Tout comme lui, un autre acheteur de cacao libanais installé à Soubré au cœur de la boucle du cacao, affirme que les marges étant insignifiantes par rapport au cours du marché mondial, il est normal que les exportateurs payent plus cher.
« Le barème du CCC ne nous donne pas beaucoup d’argent or nous dépensons beaucoup sur la route et dans les villages pour sortir le cacao et le livrer au port. Le barème ne prend pas en compte l’argent qu’on donne aux policiers et aux gendarmes sur la route » a-t-il justifié.
Cependant le CCC a augmenté la marge des intermédiaires de 20FCFA/kg entre 2023/2024 et 2024/2025 pour prendre en compte leurs demandes.
Un transformateur à San Pedro très inquiet pour l‘approvisionnement de son usine explique «ces traitants abusent de leur position dominante dans la commercialisation intérieure, pour exploser leur marge. En face de ces traitants, il y a des exportateurs indépendants, dont certains qui sont aussi traitants, qui ont spéculé sur les déblocages au risque du CCC comme en 2017. Avec le marché qui a fortement monté et n’ayant pas revendu leurs déblocages dans un délai de 6 jours comme le prévoient les règles de fonctionnement du CCC, ces exportateurs en PMEX ou COOPEX ont des gains de 2000 à 3 000 FCFA par kilo, et ils peuvent donc se permettre de surpayer les traitants qui veulent leur part du gâteau.
« En dehors du problème du surpaiement, si le marché tombe, ce sera une catastrophe financière pour le CCC encore plus importante qu’en 2017. Il faut comprendre que ce qui permet à certains exportateurs de surpayer, c’est la pratique interdite de la spéculation au risque de la Caisse Café Cacao.
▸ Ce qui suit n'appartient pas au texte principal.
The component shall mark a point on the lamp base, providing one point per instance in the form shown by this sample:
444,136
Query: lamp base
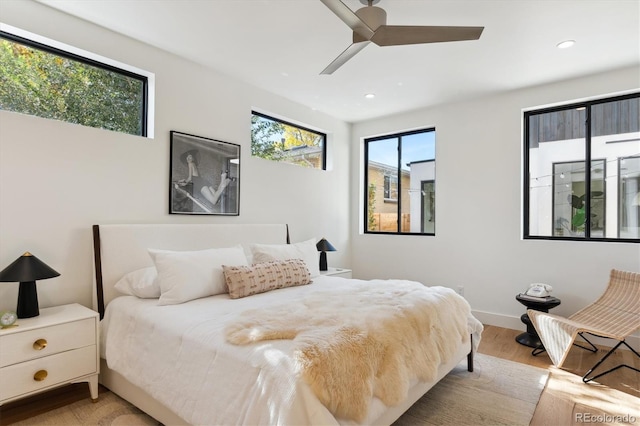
323,260
27,300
Quand ces exportateurs indépendants débloquent des contrats de vente avec le CCC, ils fournissent des contrats factices au CCC, puis ils se mettent d’accord avec des sociétés en Europe pour attendre et spéculer sur une hausse du marché, quand ça monte ils empochent les gains quitte à surpayer le cacao ; cette année ça été le jackpot, mais si ça tombe c’est le CCC qui prend les pertes.
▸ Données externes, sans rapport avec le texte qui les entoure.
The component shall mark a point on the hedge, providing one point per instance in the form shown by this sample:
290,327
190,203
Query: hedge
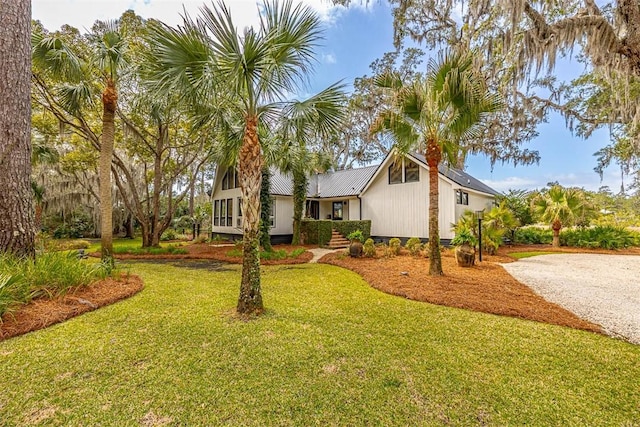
318,232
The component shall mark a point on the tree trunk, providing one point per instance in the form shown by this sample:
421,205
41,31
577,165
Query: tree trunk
249,168
556,226
433,156
109,102
300,183
16,198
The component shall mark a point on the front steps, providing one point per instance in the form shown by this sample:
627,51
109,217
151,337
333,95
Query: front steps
337,241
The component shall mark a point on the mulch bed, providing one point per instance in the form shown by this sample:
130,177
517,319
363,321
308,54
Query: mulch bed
42,312
219,253
485,287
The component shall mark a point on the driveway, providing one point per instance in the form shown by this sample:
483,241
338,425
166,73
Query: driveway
604,289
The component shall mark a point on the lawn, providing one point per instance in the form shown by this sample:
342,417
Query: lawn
330,351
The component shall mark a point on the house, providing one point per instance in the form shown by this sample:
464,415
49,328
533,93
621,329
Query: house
394,195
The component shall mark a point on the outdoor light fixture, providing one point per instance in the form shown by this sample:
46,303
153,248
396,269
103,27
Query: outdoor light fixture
480,215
Ces combines sont en train de déstabiliser tout l’écosystème, de la transformation jusqu’à la commercialisation interne et externe. Il faut que le CCC prenne contrôle de la commercialisation interne ».
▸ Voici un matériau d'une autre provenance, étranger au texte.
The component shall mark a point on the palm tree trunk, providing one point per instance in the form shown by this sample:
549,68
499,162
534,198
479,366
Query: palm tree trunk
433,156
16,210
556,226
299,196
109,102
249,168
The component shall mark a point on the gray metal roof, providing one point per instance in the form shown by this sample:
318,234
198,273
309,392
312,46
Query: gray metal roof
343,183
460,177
Pour les petits exportateurs qui ne disposent pas des moyens financiers des multinationales, l’inquiétude est grande et le risque de défaut devient important et pousse le régulateur, le CCC et le gouvernement à agir pour freiner cette surenchère et la spéculation sur les contrats de vente.
« Si même des multinationales qui ont des ressources financières étendues comme Olam et Barry refusent de surpayer, ce n’est pas nous les petits et sans ressources qui allons le faire ? Il faut mettre fin à ça » demande le directeur d’une société locale d’exposition qui ne pense pas pouvoir acheter les 6000 tonnes dont il a besoin pour atteindre ses objectifs.
« Contrairement à ce que l’on voit, il n’y a pas assez de volume pour tout le monde. La production est en baisse, et le CCC a trop vendu et tout le cacao va chez quelques-uns en mesure de surpayer grâce à la spéculation, donc le risque de défaut est bien supérieur pour un grand nombre de sociétés comme la nôtre » a affirmé un autre exportateur qui est à la recherche de 9000 tonnes d’ici Mars et qui presse le CCC d’appliquer les règles.
« Le régulateur doit jouer son rôle et agir pour mettre fin à cela en sanctionnant les traitants, en renforçant les contrôles de stocks en brousse et en mettant fin à la spéculation sur les contrats de vente. Le surpaiement est interdit, Il faut donc appliquer le règlement a-t-il ajouté.
Interrogé, le CCC n’a pas souhaité répondre à Reuters.